4) Drill the hole for the 6" bolt. You want a snug fit so that the bolt doesn't wobble.
5) Attach the 2x4 to the plywood using wood screws.
6) Put a wing nut and washer on the bolt, insert it through the hole, and add the other washer and wing nut.
Step 3: Attach the Glass Cutter.
My glass cutter didn't have a flat bottom to make it easy to screw to the frame so I used the epoxy to help hold it in place.
1) Drill a hole in the handle of the glass cutter large enough to encompass the 1" wood screw.
2) Knead some more epoxy and add it to the handle of the glass cutter.
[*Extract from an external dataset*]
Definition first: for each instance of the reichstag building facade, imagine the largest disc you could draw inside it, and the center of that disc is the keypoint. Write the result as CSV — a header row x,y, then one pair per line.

Press it down against your frame so that the cutter rests on the fame and the epoxy. Keep in mind the orientation of your glass cutter so that the tip will press against the bottle.
3) Use your bottle to determine a good spot for the glass cutter.
4) Screw the cutter to the frame and form the putty around the handle to keep it steady.
Once it hardens you're ready to go! You can adjust the stabilizer with the wing nuts so that you can cut different length bottles. You could also potentially move the glass cutter around by drilling multiple holes.